Cats, being natural climbers, have evolved a sequence of reflex movements to ensure an upright landing should they fall. Vestibular and visual inputs allow the cat first to level its head in relation to gravity. Spinal cord reflexes then result in a series of movements which jackknife the body into an upright position. The cat lands safely using bent legs and its tail to cushion the impact.
Q: Why do cats have such good night vision?

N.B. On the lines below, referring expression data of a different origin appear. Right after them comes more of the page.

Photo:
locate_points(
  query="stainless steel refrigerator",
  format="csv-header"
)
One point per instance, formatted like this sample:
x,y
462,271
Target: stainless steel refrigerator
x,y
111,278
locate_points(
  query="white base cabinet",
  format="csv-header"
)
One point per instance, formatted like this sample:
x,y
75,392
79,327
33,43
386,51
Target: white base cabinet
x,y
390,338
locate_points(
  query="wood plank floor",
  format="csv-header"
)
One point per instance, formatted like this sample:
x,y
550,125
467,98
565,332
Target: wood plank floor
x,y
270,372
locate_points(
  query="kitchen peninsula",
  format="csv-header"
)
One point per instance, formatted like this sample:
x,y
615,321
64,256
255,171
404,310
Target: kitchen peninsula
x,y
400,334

A: The night vision in cats is far superior to that present in most mammals. Cats need just 16 percent of the light required by humans to see as well in the dark. In bright light, the muscles of the feline iris are able to contract the pupil down to a very narrow slit allowing only optimum light to reach the retina. By contrast, at night, the pupils will dilate allowing as much light into the eye as possible to stimulate the photographic cells in the retina.
Cats also have a well-developed reflective layer of tissue located behind the retina called the tapetum. Light which has already passed through the retina is reflected by the tapetum back into the retina layer of the eye. The photographic cells responsible for picking up the image in the retina are therefore stimulated twice. Light reflected by the tapetum is responsible for the yellow-green glow you notice when looking into cat’s eyes at night.